Model Guide#
The core functionality of this library is provided by a sequence tagging natural language model.
The model takes a sequence of features calculated from the input sentence and assigns a label to each element of the sequence.
Post-processing of the sequence of labels and tokens is then used to populate the ParsedIngredient object.
The figure below shows the processing pipelines used for training the model and parsing a sentence.
Training and parsing pipelines.#
The first step is normalising the input sentence. The goal of normalisation is to transform certain aspects of the sentence into a standardised form to make it easier for the model to learn the correct labels, and make subsequent post-processing easier too.

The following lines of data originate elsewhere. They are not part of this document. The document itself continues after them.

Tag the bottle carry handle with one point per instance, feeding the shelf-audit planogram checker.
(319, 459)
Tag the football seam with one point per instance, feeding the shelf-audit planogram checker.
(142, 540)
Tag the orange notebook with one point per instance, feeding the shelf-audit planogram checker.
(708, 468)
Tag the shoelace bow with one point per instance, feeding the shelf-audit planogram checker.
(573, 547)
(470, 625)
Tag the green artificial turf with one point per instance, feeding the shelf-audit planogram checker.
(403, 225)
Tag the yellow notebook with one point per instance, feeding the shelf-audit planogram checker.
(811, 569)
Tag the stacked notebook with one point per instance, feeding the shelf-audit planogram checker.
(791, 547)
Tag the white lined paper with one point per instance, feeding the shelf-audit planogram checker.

The Sentence Normalisation page provides more details on this process.
The second step is feature generation. This is the process of splitting the sentence into tokens. For each token, a set of features are generated which can be based on the token itself or the surrounding tokens. The Feature Generation page provides more details on this process.
Training#
If we are training the model the third step is training. Here we take a large number of example sentences for which we know the correct label sequence and use them to train the model. Once a model has been trained, the fourth step is to evaluate it using example sentences we did not train the model on and that we also know the correct label sequence for.
The Data page provides details on the training data.
The Training page provides details on the model architecture, and training and evaluation steps.
Parsing#
If we are parsing a sentence, the third step is to use the model to label the tokens in the sentence. The Model Usage page provides more details on this process.
Once the sentence tokens have been labelled, the fourth step is to post-process the tokens and labels. The goal of the post-processing is to interpret the sequence of tokens and sequence of labels to determine the different parts of the sentence. In some cases, this is quite straightforward: just group token with the same label. In other cases, we look for particular patterns of tokens and labels to determine the output. The Post-processing page provides more details on this process.